Slate blue cabinetry paired with butcher block counters skips the trendy all-white formula entirely, and the kitchen is better for it. Gold hardware keeps the palette from reading cold. The farmhouse sink sits slightly left of center, and the range hood’s brushed finish pulls the stainless appliances into a coherent line without matching them exactly.
Color Story: Slate blue reads differently depending on the light hitting it — in morning sun from those double windows, it pulls green, and by evening it shifts closer to navy. Picking a paint color off a swatch in the store won’t tell you any of that. Paint a large sample board, put it on the actual cabinet, and live with it for a few days before committing.
Black Chairs and a Wood Table That Don’t Try Too Hard

Four black dining chairs pull up to a warm-toned wood table without competing for attention. The pendant above is industrial and unpretentious. Lanterns and a small succulent bowl handle the centerpiece without overdoing it.

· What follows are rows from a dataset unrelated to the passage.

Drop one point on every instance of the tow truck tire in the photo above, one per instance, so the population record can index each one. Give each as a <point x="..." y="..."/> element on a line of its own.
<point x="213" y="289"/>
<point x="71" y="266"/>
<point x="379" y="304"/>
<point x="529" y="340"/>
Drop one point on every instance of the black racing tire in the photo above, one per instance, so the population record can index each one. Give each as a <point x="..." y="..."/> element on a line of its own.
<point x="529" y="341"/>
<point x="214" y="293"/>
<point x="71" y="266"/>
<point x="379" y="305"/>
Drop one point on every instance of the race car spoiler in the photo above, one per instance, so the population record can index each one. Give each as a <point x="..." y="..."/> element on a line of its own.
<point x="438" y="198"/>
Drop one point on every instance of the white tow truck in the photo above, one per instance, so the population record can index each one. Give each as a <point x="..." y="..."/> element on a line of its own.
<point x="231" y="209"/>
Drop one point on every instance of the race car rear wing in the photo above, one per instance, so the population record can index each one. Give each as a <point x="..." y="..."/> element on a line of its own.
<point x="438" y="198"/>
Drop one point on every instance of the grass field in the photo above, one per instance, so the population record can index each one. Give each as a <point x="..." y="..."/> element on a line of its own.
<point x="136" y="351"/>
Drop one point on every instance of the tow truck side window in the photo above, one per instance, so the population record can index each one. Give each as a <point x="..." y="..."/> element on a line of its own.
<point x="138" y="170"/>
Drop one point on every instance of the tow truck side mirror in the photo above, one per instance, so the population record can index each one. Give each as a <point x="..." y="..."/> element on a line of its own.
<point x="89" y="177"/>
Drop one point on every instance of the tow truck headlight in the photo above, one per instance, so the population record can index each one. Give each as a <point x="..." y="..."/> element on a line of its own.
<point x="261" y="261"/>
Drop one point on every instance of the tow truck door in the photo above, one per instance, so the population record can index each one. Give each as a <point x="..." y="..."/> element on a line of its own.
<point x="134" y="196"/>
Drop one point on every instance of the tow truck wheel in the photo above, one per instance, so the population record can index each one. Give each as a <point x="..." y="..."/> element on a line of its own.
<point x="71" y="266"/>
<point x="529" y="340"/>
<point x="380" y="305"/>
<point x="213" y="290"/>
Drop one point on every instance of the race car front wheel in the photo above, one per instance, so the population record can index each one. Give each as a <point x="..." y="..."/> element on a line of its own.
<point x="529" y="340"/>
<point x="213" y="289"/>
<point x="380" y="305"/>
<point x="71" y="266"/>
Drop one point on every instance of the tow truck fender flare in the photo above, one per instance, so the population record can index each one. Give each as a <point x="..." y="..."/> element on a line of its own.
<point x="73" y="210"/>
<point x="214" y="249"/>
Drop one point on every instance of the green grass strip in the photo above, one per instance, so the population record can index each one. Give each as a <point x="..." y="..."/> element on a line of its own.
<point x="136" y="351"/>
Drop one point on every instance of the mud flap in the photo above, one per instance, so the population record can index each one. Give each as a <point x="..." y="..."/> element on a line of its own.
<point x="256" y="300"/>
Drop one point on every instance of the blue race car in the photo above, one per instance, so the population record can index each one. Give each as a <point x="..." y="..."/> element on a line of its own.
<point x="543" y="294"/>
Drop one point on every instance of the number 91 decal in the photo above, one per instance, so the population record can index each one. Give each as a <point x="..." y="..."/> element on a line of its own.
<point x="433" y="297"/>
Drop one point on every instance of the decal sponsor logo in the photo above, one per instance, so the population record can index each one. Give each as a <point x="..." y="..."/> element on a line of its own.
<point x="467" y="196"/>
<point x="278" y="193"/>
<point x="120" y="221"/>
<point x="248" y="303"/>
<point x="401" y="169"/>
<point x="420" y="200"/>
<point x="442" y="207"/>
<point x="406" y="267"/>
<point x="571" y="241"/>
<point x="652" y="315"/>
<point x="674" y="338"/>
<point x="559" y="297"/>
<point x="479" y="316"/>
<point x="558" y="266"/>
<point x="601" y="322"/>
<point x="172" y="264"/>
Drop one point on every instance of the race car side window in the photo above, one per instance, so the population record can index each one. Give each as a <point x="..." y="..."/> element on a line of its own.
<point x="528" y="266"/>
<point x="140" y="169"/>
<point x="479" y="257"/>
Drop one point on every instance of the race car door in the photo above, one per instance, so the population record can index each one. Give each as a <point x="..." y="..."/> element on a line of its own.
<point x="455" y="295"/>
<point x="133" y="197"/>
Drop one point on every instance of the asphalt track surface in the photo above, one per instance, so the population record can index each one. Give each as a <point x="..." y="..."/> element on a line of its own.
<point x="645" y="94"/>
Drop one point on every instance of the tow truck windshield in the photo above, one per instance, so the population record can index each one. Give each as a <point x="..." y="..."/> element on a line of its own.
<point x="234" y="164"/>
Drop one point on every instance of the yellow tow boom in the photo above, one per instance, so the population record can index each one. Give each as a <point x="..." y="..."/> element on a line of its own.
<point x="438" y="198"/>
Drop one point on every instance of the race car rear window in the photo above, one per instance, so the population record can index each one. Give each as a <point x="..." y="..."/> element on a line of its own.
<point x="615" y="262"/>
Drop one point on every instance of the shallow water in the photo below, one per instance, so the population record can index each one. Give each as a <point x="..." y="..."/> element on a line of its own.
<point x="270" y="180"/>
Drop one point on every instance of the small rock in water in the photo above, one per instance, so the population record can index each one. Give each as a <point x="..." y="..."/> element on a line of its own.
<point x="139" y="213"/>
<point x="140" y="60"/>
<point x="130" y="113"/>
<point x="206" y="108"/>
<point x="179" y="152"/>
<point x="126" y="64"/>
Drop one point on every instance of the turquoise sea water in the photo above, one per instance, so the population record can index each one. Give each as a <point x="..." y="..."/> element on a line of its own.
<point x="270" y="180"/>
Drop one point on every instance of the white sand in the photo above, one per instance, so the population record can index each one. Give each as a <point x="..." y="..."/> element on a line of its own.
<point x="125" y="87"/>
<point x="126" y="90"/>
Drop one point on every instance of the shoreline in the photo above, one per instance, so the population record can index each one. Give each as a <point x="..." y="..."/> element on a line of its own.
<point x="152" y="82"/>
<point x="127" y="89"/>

- Matte black furniture reads quieter against light walls than it does against dark ones
- A single overhead pendant centered above a dining table does more work than scattered accent lighting
- Natural fiber rugs hold up better under dining chairs than pile rugs, which catch crumbs and snag legs
Sleeping quarters get their own moment here, and the bedroom delivers something the rest of the house doesn’t.
Quilted Comforter and a Tufted Headboard That Pull the Room Together

A teal velvet headboard anchors the bed, and a globe pendant overhead keeps the lighting from feeling like an afterthought. Wood floors carry the rest of the room without asking for much else.

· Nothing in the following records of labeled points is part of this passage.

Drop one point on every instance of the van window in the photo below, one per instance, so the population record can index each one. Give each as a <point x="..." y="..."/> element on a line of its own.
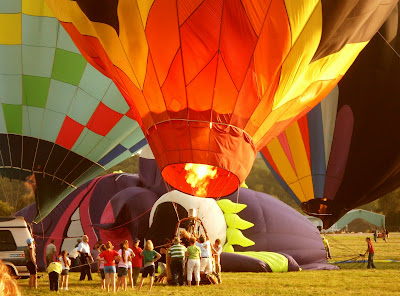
<point x="7" y="242"/>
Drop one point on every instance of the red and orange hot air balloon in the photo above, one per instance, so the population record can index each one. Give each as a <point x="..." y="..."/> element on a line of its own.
<point x="211" y="82"/>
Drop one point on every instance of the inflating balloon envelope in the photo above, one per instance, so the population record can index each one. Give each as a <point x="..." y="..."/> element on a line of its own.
<point x="345" y="152"/>
<point x="211" y="82"/>
<point x="61" y="121"/>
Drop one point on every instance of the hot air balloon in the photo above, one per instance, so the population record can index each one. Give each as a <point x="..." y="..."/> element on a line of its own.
<point x="211" y="82"/>
<point x="61" y="121"/>
<point x="345" y="152"/>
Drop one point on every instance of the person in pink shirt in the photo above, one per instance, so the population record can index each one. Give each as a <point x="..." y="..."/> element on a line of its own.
<point x="137" y="261"/>
<point x="110" y="256"/>
<point x="100" y="267"/>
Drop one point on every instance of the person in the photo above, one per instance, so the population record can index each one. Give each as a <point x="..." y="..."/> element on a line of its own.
<point x="162" y="263"/>
<point x="100" y="267"/>
<point x="65" y="264"/>
<point x="110" y="256"/>
<point x="74" y="256"/>
<point x="54" y="270"/>
<point x="371" y="253"/>
<point x="51" y="251"/>
<point x="193" y="253"/>
<point x="217" y="250"/>
<point x="137" y="261"/>
<point x="327" y="247"/>
<point x="30" y="258"/>
<point x="185" y="236"/>
<point x="177" y="253"/>
<point x="205" y="247"/>
<point x="95" y="253"/>
<point x="86" y="258"/>
<point x="126" y="256"/>
<point x="8" y="284"/>
<point x="150" y="257"/>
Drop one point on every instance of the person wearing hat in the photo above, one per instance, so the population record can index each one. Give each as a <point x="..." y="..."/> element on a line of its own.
<point x="30" y="258"/>
<point x="177" y="253"/>
<point x="137" y="262"/>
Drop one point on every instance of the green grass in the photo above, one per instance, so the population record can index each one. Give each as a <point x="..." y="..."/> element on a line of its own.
<point x="352" y="279"/>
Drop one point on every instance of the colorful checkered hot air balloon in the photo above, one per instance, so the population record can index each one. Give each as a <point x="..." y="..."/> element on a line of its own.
<point x="211" y="82"/>
<point x="61" y="121"/>
<point x="345" y="152"/>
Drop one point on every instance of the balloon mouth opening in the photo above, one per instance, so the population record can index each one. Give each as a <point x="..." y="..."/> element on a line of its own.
<point x="201" y="180"/>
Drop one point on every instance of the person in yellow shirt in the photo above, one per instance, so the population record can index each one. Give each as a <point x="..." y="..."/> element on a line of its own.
<point x="327" y="248"/>
<point x="54" y="270"/>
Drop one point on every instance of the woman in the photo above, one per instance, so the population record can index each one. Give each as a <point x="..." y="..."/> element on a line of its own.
<point x="30" y="258"/>
<point x="100" y="267"/>
<point x="193" y="266"/>
<point x="150" y="257"/>
<point x="110" y="256"/>
<point x="137" y="261"/>
<point x="126" y="256"/>
<point x="65" y="264"/>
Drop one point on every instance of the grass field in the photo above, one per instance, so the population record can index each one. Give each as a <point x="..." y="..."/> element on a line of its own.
<point x="351" y="279"/>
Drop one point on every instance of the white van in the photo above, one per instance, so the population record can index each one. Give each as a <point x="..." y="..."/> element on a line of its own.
<point x="13" y="235"/>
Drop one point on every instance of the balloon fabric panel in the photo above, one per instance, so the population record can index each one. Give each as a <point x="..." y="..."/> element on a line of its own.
<point x="348" y="128"/>
<point x="244" y="70"/>
<point x="60" y="119"/>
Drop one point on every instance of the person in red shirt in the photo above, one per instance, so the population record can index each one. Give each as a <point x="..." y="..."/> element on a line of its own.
<point x="110" y="256"/>
<point x="137" y="260"/>
<point x="371" y="253"/>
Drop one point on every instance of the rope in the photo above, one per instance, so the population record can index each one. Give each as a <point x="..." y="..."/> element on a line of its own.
<point x="398" y="55"/>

Gold Hardware and a Wood Vanity That Earn Every Inch of Counter Space

Brushed gold sconces flank two rounded mirrors above a double vanity with a marble countertop and warm wood cabinets below. Hexagonal tile in the adjacent shower keeps things from reading too formal. A small plant on the counter does real work — more than most people expect from a four-inch pot.
History Corner: Marble has been used in bathrooms since ancient Roman bathhouses, where it signaled both wealth and permanence. The veining in any slab forms over millions of years under pressure, which means no two countertops ever look exactly alike — a fact worth remembering when you’re trying to match samples at the tile yard.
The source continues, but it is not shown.